The incorporation of plant-based ingredients, and the possible carry-over of pesticides such as endosulfan, in fish feeds may present new toxicological challenges to aquacultural species. Biological responses of Atlantic salmon (Salmo salar) to a 35-day dietary endosulfan exposure at levels ranging from 4 to 710 microgkg(-1) were assessed using tissue histology and biochemistry. Liver 7-ethoxyresorufin-O-deacetylase (EROD) activity was significantly elevated in the highest exposure group (710 microgkg(-1)) by day 35. Other hepatic indicators of stress impacts and responses (glutathione-S-transferase and glutathione peroxidase activities and hepatic alpha-tocopherol content) remained unchanged.

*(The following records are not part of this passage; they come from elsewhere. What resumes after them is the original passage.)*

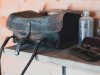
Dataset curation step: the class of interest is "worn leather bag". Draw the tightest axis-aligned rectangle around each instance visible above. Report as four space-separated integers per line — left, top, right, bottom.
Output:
6 10 80 49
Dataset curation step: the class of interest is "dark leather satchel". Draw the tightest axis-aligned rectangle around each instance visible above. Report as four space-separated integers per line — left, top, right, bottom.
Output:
6 11 80 54
1 10 81 75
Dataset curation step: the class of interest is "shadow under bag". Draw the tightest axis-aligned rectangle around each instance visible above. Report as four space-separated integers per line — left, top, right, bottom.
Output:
1 10 81 75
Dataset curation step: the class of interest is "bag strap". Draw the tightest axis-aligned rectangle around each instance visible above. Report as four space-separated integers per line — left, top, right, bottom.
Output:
43 9 82 14
15 22 31 56
21 38 45 75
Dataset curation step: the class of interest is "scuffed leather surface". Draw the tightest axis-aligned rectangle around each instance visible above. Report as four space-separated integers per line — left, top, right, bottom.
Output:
6 11 63 33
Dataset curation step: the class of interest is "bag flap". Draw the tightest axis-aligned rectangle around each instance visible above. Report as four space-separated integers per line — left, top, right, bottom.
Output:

Branchial Na(+), K(+)-ATPase activity was significantly reduced at day 14 in the highest exposure group, but returned to control levels by day 35. Conversely, intestinal Na(+), K(+)-ATPase activity was significantly inhibited at day 35, but again only at the highest exposure level. In contrast to the biochemical results, hepatic and intestinal histology revealed effects of exposure even at the lowest dose tested (4 microgkg(-1)). In the posterior intestine, pathology was characterised by vacuolation and fusion of villi, and in the most severe cases, loss of epithelial integrity in villi tips. In the liver the primary effects were glycogen depletion and lipidosis. These changes were typical of a generalised stress response. While histology endpoints may prove to be the most sensitive indicators of dietary endosulfan exposure, the organismal relevance of these structural changes must be considered in the absence of effects in other biomarkers at dietary levels less than 710 microgkg(-1).